Common Pleas Court is affirmed in part, reversed in part, and the matter is remanded for

proceedings consistent with this opinion.

Judgment affirmed in part, reversed in part, and cause remanded.

There were reasonable grounds for this appeal.

We order that a special mandate issue out of this Court, directing the Court of Common

Pleas, County of Summit, State of Ohio, to carry this judgment into execution. A certified copy

of this journal entry shall constitute the mandate, pursuant to App.R. 27.

Immediately upon the filing hereof, this document shall constitute the journal entry of

judgment, and it shall be file stamped by the Clerk of the Court of Appeals at which time the

period for review shall begin to run. App.R. 22(C).
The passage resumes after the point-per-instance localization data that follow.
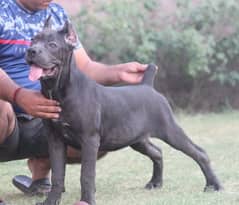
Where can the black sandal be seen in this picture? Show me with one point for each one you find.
(31, 188)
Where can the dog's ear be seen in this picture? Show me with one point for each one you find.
(47, 24)
(70, 34)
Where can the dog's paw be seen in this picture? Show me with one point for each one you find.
(152, 185)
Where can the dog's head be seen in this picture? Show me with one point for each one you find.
(50, 51)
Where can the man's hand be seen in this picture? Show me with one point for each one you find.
(35, 104)
(131, 72)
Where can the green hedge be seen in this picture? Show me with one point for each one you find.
(197, 47)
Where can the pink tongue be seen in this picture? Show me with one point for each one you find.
(35, 73)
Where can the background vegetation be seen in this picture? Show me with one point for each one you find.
(122, 175)
(196, 48)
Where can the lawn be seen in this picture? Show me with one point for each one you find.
(122, 175)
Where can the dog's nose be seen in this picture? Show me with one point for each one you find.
(31, 52)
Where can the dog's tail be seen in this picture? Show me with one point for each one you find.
(149, 75)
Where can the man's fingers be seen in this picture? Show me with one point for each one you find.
(49, 102)
(48, 109)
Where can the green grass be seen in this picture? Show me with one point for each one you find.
(122, 175)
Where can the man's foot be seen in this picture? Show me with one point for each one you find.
(31, 188)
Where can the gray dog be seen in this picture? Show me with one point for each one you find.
(97, 118)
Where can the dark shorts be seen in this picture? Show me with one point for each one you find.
(27, 140)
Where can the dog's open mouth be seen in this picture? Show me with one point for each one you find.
(37, 72)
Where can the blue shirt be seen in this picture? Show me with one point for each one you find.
(17, 27)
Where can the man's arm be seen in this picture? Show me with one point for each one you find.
(34, 103)
(128, 72)
(7, 87)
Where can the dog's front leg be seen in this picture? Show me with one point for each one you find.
(90, 147)
(57, 153)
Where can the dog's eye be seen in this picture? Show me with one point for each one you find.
(52, 45)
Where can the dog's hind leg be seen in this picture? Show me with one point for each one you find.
(175, 136)
(155, 154)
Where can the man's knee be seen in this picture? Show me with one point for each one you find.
(7, 120)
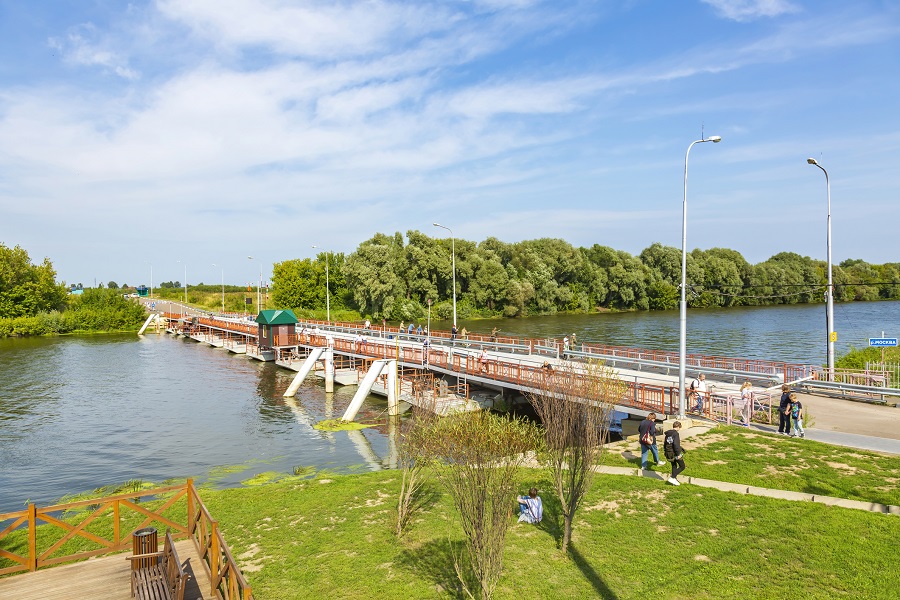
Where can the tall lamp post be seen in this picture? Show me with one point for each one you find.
(258, 284)
(185, 280)
(223, 289)
(831, 336)
(683, 317)
(453, 257)
(327, 288)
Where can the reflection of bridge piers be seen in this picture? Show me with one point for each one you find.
(446, 374)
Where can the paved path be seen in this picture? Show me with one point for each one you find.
(835, 415)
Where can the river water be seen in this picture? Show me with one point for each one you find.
(81, 412)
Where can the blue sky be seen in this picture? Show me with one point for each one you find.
(209, 130)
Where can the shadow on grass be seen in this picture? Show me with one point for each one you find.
(433, 561)
(591, 575)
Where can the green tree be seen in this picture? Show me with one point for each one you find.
(373, 275)
(27, 289)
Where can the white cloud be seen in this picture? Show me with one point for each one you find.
(748, 10)
(322, 29)
(78, 49)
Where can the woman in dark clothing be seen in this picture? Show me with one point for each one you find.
(673, 451)
(784, 410)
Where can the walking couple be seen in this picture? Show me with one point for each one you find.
(671, 446)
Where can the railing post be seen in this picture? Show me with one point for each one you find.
(215, 556)
(117, 526)
(32, 537)
(189, 484)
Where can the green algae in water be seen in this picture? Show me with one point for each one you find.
(339, 425)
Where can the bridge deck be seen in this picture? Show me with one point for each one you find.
(104, 578)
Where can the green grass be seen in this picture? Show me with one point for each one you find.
(634, 538)
(331, 536)
(737, 455)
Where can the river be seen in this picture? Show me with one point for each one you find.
(79, 412)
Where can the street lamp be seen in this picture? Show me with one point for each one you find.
(831, 336)
(683, 318)
(258, 284)
(185, 280)
(453, 255)
(327, 290)
(223, 289)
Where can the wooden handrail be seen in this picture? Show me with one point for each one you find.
(199, 526)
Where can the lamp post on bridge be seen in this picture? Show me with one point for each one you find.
(223, 289)
(453, 257)
(327, 288)
(682, 356)
(185, 286)
(831, 334)
(258, 284)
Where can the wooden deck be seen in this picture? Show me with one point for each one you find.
(105, 578)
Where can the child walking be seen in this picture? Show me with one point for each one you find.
(796, 416)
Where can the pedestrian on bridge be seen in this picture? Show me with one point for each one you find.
(699, 391)
(796, 416)
(673, 451)
(647, 438)
(784, 411)
(747, 406)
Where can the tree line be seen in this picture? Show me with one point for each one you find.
(33, 303)
(393, 277)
The Clerk of the Court of Appeals is

instructed to mail a notice of entry of this judgment to the parties and to make a notation of the

mailing in the docket, pursuant to App.R. 30.

Costs taxed to Appellees/Cross-Appellants.

CLAIR E. DICKINSON FOR THE COURT 17

MOORE, P. J. CONCURS.

CARR, J. CONCURRING IN JUDGMENT ONLY.

{¶35} I concur solely on the basis that Detective Krieger’s affidavit was sufficient to

establish probable cause for the issuance of the search warrant.

APPEARANCES:

SHERRI BEVAN WALSH, Prosecuting Attorney, and HEAVEN DIMARTINO, Assistant Prosecuting Attorney, for Appellant/Cross-Appellee.

JAMES R. WILLIS and MYRON P. WATSON, Attorneys at Law, for Appellees/Cross- Appellants.